I have a number of what I call my “go-to” books. I group these books on one shelf in my office and regularly venture their direction when I want to be inspired. Or comforted. Or reminded of a lesson I keep forgetting.
This week, while giving thought to my column, I brewed my favorite cup of tea — Tazo’s Wild Sweet Orange with a dribble of honey — and headed for one of my all-time favorites.
It’s titled, “Open Heart, Open Home: The Hospitable Way to Make Others Feel Welcomed and Wanted,” and it’s written by Karen Burton Mains.
I pulled my first edition copy from the shelf and sat down in a chair that was once my dad’s favorite. As I perused my favorite chapters I took special notice of contents I’ve highlighted over the years:
Our homes play an important role in establishing community and enhancing a feeling of family.
We must learn to think of the church as being without walls, and use our homes as tools of ministry.
Like most writers whose books stay in print and last the test of time, Mains still has a whole lot to say to us even though our world differs greatly from the one she was experiencing in 1976 when she first wrote the book. Today we see each other’s lives through images or comments placed on Facebook. We see a friend’s new baby or funny family vacation photos, or offer comfort when life gets tough and we somehow feel close or connected to each other. Growing numbers of us text, message on Facebook, and share opinions using social media. Yet as close as we may feel when using these various methods, most of us have never set foot in each others’ homes.

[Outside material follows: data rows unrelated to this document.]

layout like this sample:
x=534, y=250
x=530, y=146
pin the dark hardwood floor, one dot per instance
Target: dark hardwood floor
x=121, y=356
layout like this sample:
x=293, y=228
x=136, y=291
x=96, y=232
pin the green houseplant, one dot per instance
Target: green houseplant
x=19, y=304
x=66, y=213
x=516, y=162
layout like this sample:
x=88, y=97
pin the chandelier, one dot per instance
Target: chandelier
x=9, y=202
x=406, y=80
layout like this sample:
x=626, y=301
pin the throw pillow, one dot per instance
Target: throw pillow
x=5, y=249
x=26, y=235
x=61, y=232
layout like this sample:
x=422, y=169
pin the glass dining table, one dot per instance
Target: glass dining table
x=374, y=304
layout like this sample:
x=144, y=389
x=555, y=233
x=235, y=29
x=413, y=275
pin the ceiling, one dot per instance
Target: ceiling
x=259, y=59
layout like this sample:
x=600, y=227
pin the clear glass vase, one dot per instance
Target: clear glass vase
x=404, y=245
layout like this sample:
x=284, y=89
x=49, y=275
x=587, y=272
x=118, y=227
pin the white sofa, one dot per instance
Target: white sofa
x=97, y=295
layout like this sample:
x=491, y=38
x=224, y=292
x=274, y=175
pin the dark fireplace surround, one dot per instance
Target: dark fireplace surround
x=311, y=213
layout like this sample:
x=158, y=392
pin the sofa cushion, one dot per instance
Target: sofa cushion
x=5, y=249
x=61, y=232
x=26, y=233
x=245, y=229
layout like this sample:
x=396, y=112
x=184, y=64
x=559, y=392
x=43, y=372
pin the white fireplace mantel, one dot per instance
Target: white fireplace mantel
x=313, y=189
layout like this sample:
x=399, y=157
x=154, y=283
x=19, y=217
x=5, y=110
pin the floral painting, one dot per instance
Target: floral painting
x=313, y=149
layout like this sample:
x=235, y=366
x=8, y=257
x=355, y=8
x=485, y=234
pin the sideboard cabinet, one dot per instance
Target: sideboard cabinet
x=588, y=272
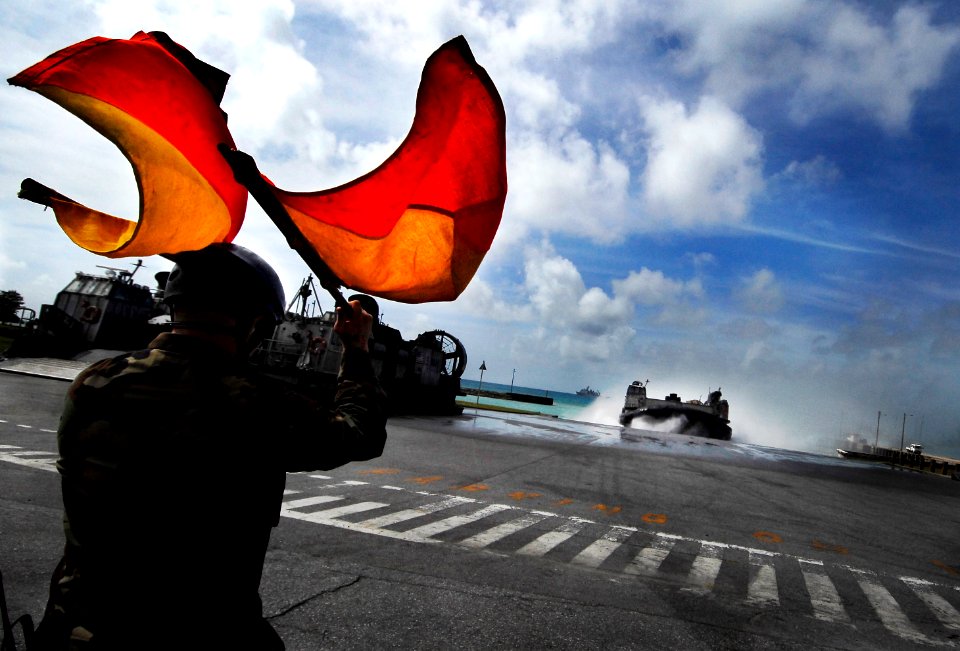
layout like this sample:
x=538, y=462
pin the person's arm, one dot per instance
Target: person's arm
x=355, y=430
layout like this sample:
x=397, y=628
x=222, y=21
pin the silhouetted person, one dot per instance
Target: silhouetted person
x=173, y=463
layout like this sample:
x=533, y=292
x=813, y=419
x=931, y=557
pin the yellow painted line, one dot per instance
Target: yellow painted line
x=473, y=488
x=522, y=495
x=426, y=480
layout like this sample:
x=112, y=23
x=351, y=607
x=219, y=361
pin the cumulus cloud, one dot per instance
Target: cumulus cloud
x=816, y=172
x=761, y=293
x=648, y=287
x=703, y=166
x=566, y=186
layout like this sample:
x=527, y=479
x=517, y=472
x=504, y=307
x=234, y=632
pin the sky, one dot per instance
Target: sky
x=742, y=194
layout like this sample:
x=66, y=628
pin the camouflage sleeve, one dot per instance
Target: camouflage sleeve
x=355, y=429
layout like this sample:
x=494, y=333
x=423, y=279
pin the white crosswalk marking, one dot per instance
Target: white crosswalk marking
x=762, y=589
x=824, y=598
x=410, y=514
x=940, y=607
x=501, y=531
x=706, y=566
x=892, y=617
x=650, y=558
x=455, y=521
x=598, y=551
x=347, y=509
x=551, y=539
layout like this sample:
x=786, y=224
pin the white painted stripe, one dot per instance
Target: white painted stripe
x=762, y=589
x=551, y=539
x=598, y=551
x=347, y=509
x=650, y=558
x=706, y=566
x=410, y=514
x=455, y=521
x=42, y=464
x=890, y=614
x=310, y=501
x=942, y=608
x=501, y=531
x=358, y=527
x=826, y=602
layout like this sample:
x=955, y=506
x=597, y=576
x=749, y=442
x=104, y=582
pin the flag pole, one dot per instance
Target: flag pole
x=246, y=173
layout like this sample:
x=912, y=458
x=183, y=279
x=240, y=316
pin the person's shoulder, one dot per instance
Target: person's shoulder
x=105, y=370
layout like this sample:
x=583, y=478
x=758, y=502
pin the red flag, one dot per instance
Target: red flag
x=416, y=228
x=160, y=106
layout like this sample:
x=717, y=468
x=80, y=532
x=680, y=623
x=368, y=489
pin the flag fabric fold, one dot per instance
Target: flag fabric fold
x=416, y=228
x=160, y=106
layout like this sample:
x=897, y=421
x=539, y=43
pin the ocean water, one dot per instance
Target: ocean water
x=602, y=409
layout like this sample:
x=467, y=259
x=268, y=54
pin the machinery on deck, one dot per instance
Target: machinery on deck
x=710, y=418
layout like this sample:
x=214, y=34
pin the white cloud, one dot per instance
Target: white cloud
x=648, y=288
x=816, y=172
x=703, y=167
x=566, y=186
x=761, y=293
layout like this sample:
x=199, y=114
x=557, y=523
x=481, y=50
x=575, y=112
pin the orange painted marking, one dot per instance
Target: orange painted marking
x=609, y=510
x=426, y=480
x=829, y=547
x=474, y=488
x=767, y=536
x=950, y=569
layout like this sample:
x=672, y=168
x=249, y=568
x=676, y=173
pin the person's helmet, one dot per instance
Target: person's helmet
x=225, y=277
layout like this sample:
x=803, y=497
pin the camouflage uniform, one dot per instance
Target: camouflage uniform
x=173, y=463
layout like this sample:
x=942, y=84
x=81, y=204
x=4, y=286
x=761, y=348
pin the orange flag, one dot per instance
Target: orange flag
x=416, y=228
x=160, y=106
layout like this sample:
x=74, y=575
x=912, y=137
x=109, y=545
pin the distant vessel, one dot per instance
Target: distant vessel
x=710, y=419
x=110, y=312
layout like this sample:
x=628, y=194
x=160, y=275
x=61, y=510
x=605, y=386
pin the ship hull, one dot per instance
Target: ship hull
x=694, y=421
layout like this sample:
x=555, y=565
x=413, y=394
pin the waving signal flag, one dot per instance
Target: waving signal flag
x=160, y=106
x=415, y=229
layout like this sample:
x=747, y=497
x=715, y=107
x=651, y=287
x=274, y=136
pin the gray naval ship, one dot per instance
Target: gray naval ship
x=98, y=315
x=710, y=418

All of this ran through my mind in rapid fashion this week when a court appointed Guardian ad Litem dropped by to visit our foster daughter. “Oh no!” I uttered out loud as I heard her drive up to the house, “Just look at our windows! They’re filthy! I wish I’d gotten them washed. I don’t want her to think we’re living like cavemen!”
It was the look of our 16-year-old that could have been Karen Burton Mains herself. “We just look like normal people, Joan” she replied, shaking her head in amusement. “I mean, we live here, you know?!”
Indeed, we do live here: those who are genetically linked and some who are not but are beginning to feel like part of the family. Turning a blind eye to the windows, we invited the ad Litem to sit at our kitchen table across from a warm pile of clothes right out of the dryer. We talked about how life is going. We talked about our hopes for the future.
And I was reminded once again that it’s always a matter of the heart, not perfectly clean windows. It’s about understanding what our gifts are and using our homes as a means for welcoming people. Sharing love. Being real. Opening our hearts. Facing uncertainties with others who are committed to you. Experiencing God’s love.